Frente a ese pensamiento, Eitan se incorporó en la cama y apoyó un pie sobre el piso de mármol. Después el otro. Dio tres pasos hacia la cocina antes de que se le apareciera la cara del hombre muerto y lo paralizara. Una cosa es decirte a ti mismo una y otra vez que has atropellado a un hombre y seguido de largo, y otra muy distinta es ver su cara delante de tus ojos. Con gran esfuerzo replegó su imagen en las profundidades y siguió caminando. En vano. Antes de llegar a la puerta, la imagen lo volvió a golpear, con mayor nitidez: los ojos del eritreo levemente abiertos, sus pupilas congeladas en una eterna expresión de asombro. Esta vez luchó contra ella con más énfasis. Adentro. Métete adentro. Al oscuro depósito donde guardó todas las demás; los cadáveres abiertos el primer año de la carrera, las horribles fotografías de miembros seccionados, quemados por el fuego o por ácidos, que les mostrara la profesora de Traumatología a lo largo del tercer año disfrutando de cada suspiro de asco que surgía del curso. “Tienen un estómago demasiado delicado”, solía decir cuando alguno de los estudiantes balbuceaba alguna excusa pueril y huía en busca de un poco de aire fresco, “y con estómago delicado no se llega a ser médico”. El recuerdo de la rigidez de las facciones de la doctora Reinhart logró sosegar en parte la conmoción. Llegó a la cocina. Todo tan impecable. Como si allí nunca hubieran tenido lugar guerras de cereales y jamás hubieran goteado tazas de café. Cómo logra Liat mantener la casa igual que la muestra de una mueblería.

A través del ventanal, miró de soslayo hacia el estacionamiento y vio el jeep.
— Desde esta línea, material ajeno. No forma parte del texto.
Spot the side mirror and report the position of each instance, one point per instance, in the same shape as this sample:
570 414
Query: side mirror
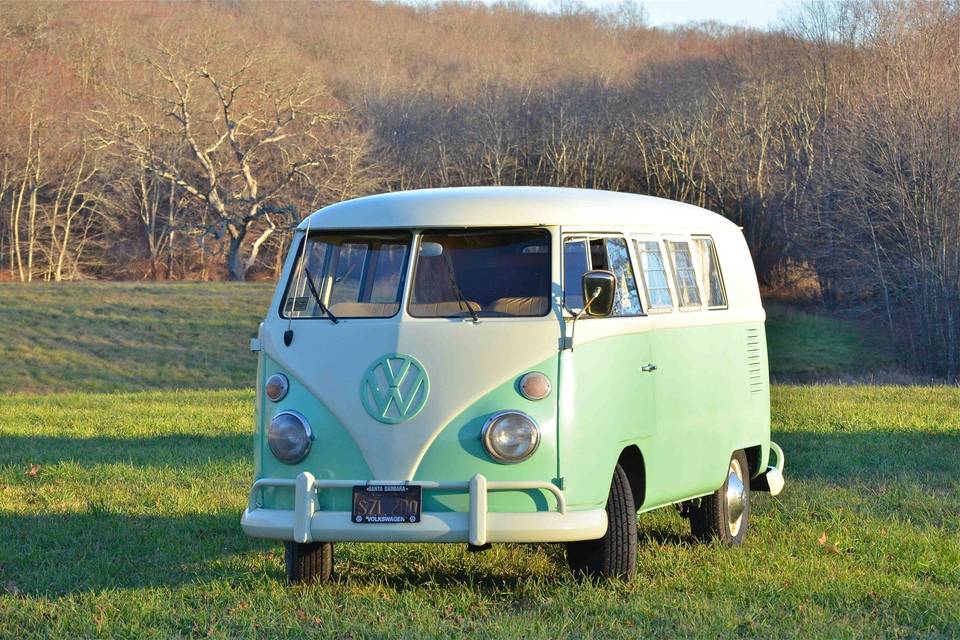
599 290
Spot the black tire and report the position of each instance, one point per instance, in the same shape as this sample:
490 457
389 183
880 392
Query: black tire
308 563
615 554
711 518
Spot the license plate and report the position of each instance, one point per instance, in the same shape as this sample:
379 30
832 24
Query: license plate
386 503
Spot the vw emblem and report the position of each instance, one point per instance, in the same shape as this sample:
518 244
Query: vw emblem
394 388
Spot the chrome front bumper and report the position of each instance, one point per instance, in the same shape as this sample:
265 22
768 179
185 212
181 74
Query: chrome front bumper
306 523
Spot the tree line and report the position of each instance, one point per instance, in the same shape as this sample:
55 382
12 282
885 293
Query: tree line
184 141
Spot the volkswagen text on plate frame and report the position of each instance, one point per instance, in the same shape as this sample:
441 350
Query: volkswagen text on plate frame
510 364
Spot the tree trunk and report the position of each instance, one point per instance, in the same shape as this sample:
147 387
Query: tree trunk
236 265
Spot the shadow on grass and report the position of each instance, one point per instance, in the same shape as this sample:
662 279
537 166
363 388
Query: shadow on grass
176 449
49 554
55 554
871 456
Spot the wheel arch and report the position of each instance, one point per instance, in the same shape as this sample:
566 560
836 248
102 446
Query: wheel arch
631 461
754 459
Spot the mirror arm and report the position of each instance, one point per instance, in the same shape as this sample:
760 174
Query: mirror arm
573 323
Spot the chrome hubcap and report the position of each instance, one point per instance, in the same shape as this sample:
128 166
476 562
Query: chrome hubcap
736 497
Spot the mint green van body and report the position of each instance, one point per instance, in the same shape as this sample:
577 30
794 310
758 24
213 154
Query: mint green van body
407 325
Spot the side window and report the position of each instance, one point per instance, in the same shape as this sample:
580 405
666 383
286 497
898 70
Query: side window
684 276
581 255
708 271
575 264
627 301
654 273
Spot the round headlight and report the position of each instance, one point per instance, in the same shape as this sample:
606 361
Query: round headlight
277 387
510 436
534 386
289 437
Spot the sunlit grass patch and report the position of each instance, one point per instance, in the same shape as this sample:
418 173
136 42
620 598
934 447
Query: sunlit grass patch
130 527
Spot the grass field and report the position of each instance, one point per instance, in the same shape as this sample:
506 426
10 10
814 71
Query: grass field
119 512
130 527
105 337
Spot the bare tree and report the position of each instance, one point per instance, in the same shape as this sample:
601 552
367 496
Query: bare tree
250 144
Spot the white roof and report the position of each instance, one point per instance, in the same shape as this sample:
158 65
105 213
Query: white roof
509 207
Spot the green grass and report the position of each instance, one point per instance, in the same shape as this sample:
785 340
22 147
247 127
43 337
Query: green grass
142 336
130 528
808 346
127 336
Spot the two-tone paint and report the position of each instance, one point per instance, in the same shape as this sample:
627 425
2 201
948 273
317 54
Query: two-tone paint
675 392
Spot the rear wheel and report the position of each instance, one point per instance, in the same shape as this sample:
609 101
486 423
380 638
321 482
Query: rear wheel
615 554
725 514
308 563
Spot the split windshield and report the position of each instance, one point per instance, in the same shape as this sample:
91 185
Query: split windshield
482 273
353 275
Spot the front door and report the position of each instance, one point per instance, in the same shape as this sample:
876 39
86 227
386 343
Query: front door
607 386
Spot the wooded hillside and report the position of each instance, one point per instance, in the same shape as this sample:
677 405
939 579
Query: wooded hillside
182 141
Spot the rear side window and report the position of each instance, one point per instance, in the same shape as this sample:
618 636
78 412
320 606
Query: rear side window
654 273
610 254
707 265
684 275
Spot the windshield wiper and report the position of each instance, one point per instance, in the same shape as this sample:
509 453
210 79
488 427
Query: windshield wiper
461 300
316 296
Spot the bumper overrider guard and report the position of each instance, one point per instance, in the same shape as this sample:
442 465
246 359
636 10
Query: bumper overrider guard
477 526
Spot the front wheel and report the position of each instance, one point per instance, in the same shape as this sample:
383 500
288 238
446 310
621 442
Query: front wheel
308 563
615 554
725 514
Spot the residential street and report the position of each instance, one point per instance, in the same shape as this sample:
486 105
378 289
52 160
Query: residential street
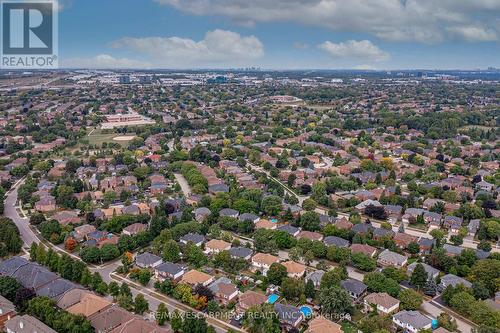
153 298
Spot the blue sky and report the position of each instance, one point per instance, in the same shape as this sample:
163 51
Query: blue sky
280 34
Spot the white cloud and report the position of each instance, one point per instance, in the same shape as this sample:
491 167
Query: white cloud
426 21
103 61
300 45
363 49
218 47
474 33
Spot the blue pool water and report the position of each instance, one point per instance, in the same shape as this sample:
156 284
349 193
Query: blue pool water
306 311
272 298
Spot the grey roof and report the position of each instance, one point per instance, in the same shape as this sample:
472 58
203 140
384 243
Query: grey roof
288 229
27 324
381 232
431 271
325 219
287 313
336 241
240 252
392 257
315 276
427 242
147 259
473 225
56 288
10 266
353 286
218 188
214 286
169 268
6 306
248 216
228 212
34 276
362 228
413 318
451 279
480 254
452 249
193 237
202 211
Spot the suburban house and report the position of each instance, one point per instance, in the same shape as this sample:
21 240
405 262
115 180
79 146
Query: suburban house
315 277
389 258
289 316
168 270
384 302
432 273
294 269
322 325
336 241
7 311
453 280
411 321
365 249
240 253
26 324
263 261
196 239
194 277
224 290
249 299
147 260
134 229
355 288
215 246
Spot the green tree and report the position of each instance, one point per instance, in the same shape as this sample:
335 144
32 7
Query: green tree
409 300
261 319
418 277
334 300
276 273
333 277
161 314
141 305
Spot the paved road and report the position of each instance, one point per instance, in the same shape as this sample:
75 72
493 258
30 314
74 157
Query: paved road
106 270
186 189
10 211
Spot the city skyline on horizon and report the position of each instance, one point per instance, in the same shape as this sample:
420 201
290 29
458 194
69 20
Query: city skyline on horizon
223 34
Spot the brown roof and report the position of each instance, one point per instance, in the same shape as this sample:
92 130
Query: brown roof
265 224
107 320
363 248
293 267
88 305
251 298
310 235
139 325
72 297
217 244
402 238
383 299
135 228
343 223
265 258
194 277
323 325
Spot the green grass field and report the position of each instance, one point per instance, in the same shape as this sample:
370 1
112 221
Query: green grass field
97 137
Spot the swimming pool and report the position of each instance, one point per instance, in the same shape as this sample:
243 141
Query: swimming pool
272 298
306 311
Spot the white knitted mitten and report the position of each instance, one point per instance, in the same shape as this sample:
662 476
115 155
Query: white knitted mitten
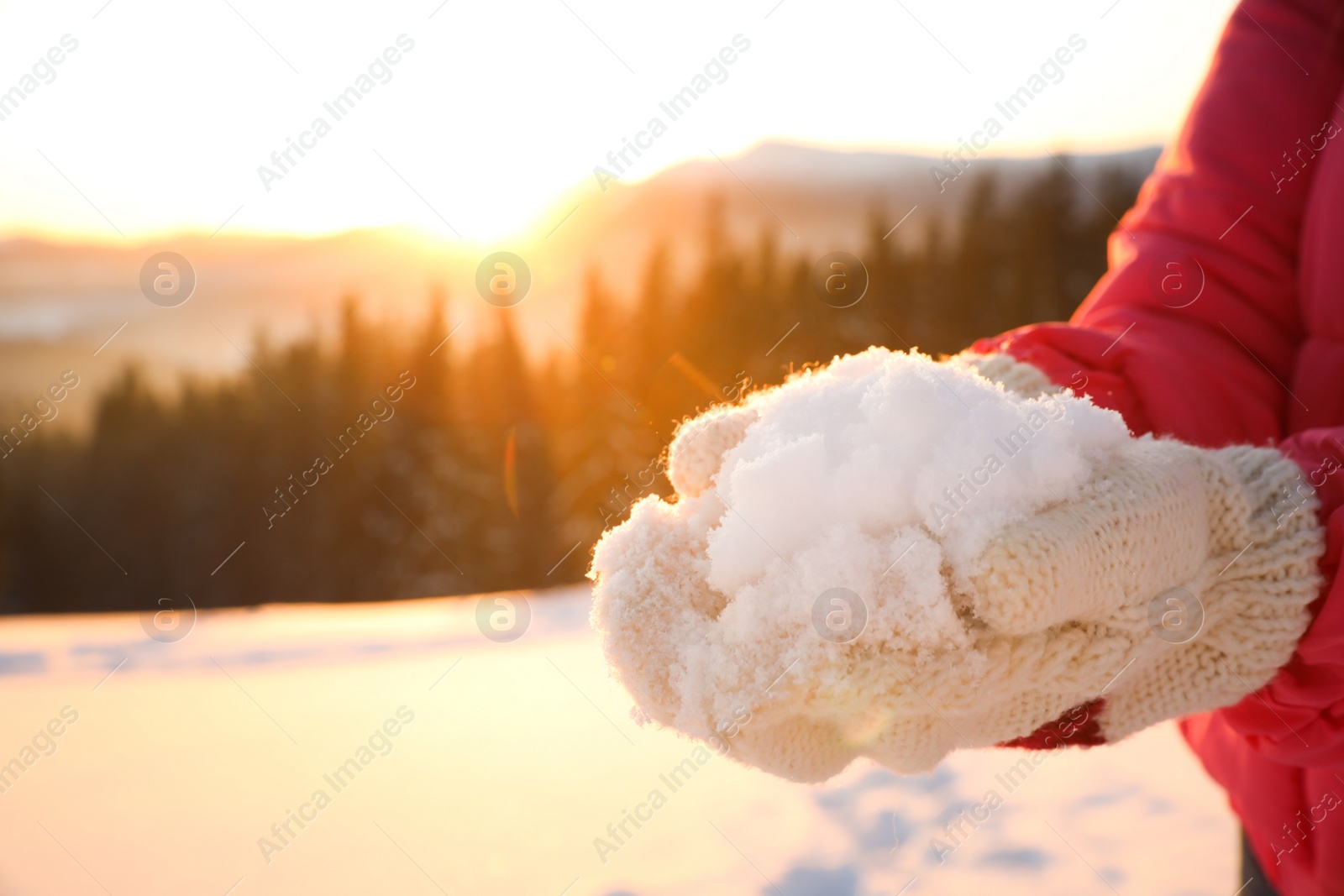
1167 582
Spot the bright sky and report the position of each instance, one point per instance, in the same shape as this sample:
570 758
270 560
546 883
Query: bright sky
161 114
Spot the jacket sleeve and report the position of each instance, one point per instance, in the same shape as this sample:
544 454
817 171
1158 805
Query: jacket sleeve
1194 329
1299 716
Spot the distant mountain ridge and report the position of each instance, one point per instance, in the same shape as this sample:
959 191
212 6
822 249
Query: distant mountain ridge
60 302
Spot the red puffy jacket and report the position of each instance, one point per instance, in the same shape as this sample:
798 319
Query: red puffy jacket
1222 322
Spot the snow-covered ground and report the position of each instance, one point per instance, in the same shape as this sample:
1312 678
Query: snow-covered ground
508 762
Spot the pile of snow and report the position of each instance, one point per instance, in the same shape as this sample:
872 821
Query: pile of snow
884 474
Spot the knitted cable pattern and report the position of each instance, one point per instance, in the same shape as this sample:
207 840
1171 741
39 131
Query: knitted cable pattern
1055 613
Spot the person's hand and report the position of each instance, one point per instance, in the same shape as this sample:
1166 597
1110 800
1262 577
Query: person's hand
1173 580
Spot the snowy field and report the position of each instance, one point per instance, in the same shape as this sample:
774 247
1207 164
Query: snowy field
481 768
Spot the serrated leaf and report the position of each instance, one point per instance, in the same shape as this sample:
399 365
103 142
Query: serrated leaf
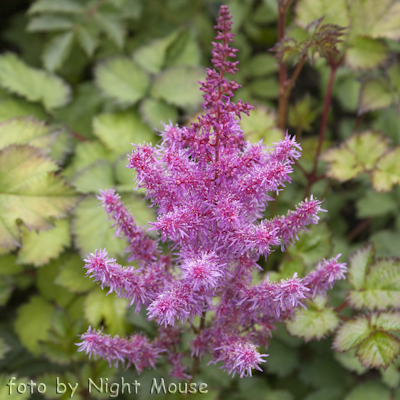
334 12
366 53
118 131
57 50
371 390
31 83
27 131
38 248
112 309
13 395
376 19
261 124
98 175
14 108
55 6
313 323
179 86
351 334
33 323
48 23
155 112
357 154
73 276
30 192
375 94
378 350
387 171
359 263
122 80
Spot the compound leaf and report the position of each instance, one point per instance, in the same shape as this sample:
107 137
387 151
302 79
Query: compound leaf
30 192
122 80
31 83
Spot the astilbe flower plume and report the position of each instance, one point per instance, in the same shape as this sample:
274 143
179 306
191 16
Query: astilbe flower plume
210 188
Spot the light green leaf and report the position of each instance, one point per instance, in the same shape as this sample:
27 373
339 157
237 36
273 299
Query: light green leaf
375 94
31 83
112 309
261 124
10 393
334 12
73 276
88 40
351 334
357 154
374 204
366 53
350 361
55 6
155 112
38 248
30 192
387 171
359 263
14 108
378 350
113 27
370 390
27 131
377 19
57 50
313 323
179 86
48 23
118 131
122 80
98 175
33 323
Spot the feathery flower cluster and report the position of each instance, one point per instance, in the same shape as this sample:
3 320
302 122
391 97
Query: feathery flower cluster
210 189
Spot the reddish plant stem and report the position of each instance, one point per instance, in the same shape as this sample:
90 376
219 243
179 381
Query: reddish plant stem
312 178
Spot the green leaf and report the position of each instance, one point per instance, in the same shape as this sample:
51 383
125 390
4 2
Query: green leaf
261 124
375 94
31 83
27 131
73 276
351 334
55 6
31 193
38 248
378 350
376 19
57 50
122 80
334 12
48 23
282 359
357 154
313 323
10 393
98 175
179 86
118 131
370 390
366 53
14 108
359 263
387 171
155 112
33 323
350 361
112 309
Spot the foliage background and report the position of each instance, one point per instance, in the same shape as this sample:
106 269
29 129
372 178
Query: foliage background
81 81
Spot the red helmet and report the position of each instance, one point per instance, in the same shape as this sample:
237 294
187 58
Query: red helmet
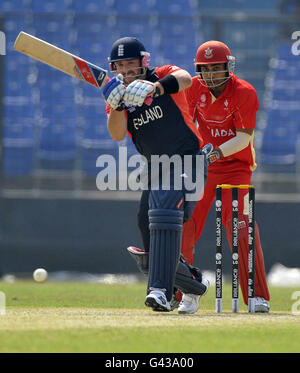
213 52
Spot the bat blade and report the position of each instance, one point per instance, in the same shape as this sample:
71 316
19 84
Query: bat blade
60 59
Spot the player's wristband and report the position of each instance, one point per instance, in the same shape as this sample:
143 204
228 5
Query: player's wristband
121 107
170 84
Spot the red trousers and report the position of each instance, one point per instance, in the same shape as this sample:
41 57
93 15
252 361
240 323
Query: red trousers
237 173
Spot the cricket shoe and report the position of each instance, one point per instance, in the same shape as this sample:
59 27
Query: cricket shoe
261 305
190 302
157 300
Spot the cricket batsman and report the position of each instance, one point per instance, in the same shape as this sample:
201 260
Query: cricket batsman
225 107
161 126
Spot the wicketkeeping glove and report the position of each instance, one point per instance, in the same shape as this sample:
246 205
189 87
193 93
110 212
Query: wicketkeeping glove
138 91
113 92
211 154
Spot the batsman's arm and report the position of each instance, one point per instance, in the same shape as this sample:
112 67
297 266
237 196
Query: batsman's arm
117 124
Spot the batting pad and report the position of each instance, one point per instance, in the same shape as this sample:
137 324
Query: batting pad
165 244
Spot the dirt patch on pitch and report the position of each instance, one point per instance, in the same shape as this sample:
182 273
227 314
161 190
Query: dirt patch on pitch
64 318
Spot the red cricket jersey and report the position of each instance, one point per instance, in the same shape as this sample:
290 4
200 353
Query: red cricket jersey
218 120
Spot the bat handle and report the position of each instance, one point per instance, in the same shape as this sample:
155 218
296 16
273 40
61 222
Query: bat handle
148 100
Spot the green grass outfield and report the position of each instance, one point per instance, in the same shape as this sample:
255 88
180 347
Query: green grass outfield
83 317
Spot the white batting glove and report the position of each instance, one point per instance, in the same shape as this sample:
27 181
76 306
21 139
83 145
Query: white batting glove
138 91
113 92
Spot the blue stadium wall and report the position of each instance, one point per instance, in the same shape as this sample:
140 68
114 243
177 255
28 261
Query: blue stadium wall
92 235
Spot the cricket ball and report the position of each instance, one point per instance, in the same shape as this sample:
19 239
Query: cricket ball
40 275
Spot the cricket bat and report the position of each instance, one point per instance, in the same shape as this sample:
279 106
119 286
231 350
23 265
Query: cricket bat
61 60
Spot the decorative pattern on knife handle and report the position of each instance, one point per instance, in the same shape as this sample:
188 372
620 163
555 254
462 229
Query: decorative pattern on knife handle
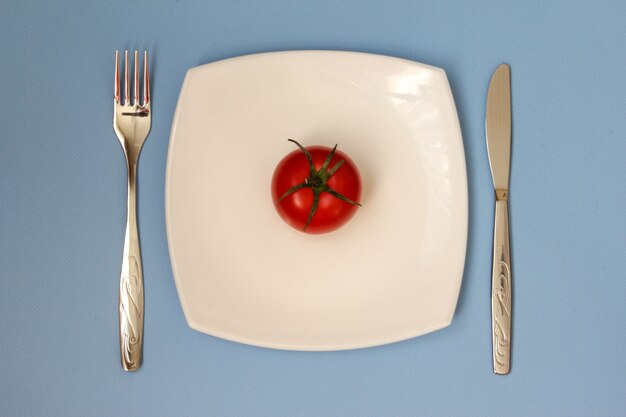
501 291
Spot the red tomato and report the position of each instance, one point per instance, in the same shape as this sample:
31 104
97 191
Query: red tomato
295 185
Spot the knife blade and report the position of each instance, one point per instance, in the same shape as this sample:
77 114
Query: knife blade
498 133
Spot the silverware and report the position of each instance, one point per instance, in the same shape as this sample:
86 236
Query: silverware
131 122
498 132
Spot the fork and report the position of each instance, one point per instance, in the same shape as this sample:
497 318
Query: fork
131 122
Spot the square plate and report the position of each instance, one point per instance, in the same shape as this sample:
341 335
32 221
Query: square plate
392 273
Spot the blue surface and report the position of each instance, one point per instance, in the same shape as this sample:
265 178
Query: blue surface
62 213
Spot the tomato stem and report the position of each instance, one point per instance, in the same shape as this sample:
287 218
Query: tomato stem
317 181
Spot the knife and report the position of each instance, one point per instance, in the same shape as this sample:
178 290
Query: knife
498 132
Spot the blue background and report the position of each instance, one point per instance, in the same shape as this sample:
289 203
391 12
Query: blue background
63 195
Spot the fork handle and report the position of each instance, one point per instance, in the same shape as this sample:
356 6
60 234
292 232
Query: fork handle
131 308
501 289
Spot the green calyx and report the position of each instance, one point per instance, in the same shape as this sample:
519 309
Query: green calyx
317 181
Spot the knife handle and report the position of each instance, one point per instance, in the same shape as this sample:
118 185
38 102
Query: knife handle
501 288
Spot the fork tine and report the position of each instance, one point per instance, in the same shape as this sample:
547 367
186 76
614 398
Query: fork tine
126 83
117 77
146 80
136 81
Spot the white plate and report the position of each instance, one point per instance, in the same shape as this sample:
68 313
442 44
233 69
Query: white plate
392 273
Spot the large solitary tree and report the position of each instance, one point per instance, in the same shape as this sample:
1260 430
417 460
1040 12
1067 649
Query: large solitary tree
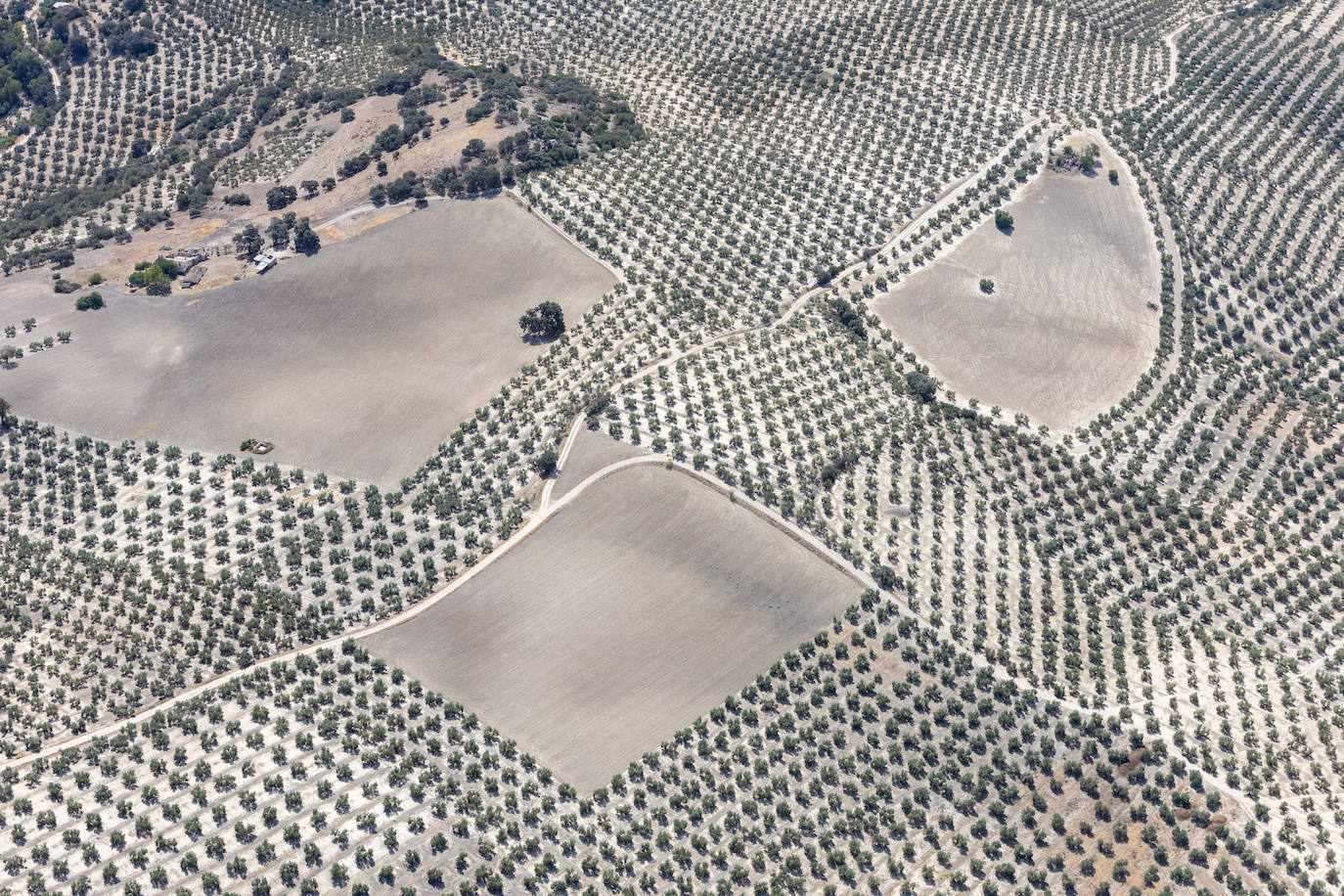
543 321
305 238
250 241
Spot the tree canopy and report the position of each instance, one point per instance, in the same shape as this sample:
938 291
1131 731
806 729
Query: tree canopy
543 321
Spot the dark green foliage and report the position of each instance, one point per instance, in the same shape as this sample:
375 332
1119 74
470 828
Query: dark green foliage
922 385
248 242
280 197
543 321
157 277
848 316
827 273
481 179
355 164
23 75
305 238
546 463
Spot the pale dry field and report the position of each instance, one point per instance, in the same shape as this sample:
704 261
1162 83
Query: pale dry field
621 621
592 450
1067 330
356 362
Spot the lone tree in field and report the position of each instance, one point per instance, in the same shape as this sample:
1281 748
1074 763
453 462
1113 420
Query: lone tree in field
280 197
250 241
305 238
543 321
546 463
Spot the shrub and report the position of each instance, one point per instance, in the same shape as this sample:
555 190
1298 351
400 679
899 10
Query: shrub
280 197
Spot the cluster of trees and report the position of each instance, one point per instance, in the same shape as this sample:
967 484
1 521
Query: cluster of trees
281 230
23 74
542 321
157 277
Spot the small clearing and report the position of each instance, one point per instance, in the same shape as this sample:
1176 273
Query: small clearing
356 362
622 619
1067 330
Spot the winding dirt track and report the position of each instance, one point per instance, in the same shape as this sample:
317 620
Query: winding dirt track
549 507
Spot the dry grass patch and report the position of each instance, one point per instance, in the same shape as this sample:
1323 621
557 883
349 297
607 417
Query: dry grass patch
621 621
1067 328
356 362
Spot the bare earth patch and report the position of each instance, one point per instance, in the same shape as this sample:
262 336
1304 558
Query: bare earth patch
1067 330
622 619
356 362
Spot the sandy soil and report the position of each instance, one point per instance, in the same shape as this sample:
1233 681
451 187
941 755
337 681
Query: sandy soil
621 621
1067 330
356 362
590 453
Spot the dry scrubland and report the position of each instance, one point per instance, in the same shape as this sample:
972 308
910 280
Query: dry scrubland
358 362
1071 321
632 611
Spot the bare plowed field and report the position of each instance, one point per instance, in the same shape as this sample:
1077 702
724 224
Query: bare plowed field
621 621
356 362
1067 330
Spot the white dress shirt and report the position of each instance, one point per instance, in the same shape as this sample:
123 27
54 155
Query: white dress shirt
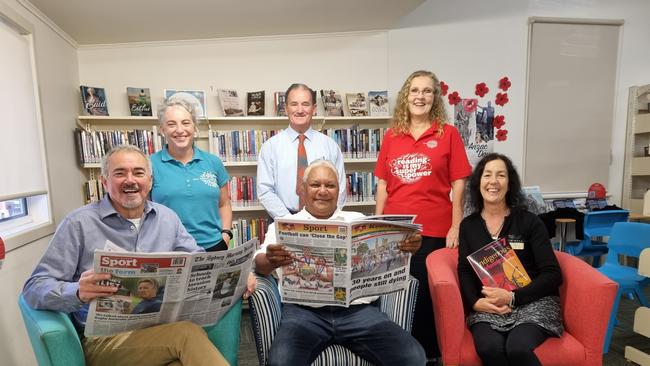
338 215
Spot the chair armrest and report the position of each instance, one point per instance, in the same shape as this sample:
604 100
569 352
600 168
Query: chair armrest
265 310
447 303
587 298
400 305
225 334
54 339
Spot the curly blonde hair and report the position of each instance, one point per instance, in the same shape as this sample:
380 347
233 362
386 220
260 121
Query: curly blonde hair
402 117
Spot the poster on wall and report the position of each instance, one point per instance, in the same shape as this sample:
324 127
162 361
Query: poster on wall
474 123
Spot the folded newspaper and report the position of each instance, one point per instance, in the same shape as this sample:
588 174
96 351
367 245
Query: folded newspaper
156 288
336 262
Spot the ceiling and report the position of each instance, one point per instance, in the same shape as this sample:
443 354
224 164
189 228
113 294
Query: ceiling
90 22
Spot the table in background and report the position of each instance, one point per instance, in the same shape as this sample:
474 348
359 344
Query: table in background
563 226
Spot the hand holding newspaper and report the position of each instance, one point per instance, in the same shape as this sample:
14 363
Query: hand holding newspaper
156 288
335 262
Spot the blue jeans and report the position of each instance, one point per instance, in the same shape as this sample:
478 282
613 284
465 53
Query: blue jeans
305 332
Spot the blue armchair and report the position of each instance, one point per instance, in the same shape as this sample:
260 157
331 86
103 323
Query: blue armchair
627 239
55 341
597 224
265 310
Ni un rayón. Con razón lo había descrito el vendedor como “el tanque de la Mercedes”. De todos modos, lo había revisado ayer minuciosamente, de rodillas frente al guardabarros, esforzando la vista a la pálida luz del celular. Parecía imposible impactar de ese modo en una persona y que no quedara ni señal. Algún golpe en la chapa, el guardabarros torcido, algún recuerdo de lo sucedido. Testimonio de que no sólo hubo aire allí, hubo también un cuerpo, una masa, un factor de roce. Pero el jeep estaba en el estacionamiento, entero y sin denotar diferencias, y Eitan desvió la mirada del ventanal y con mano temblorosa llenó la tetera de agua.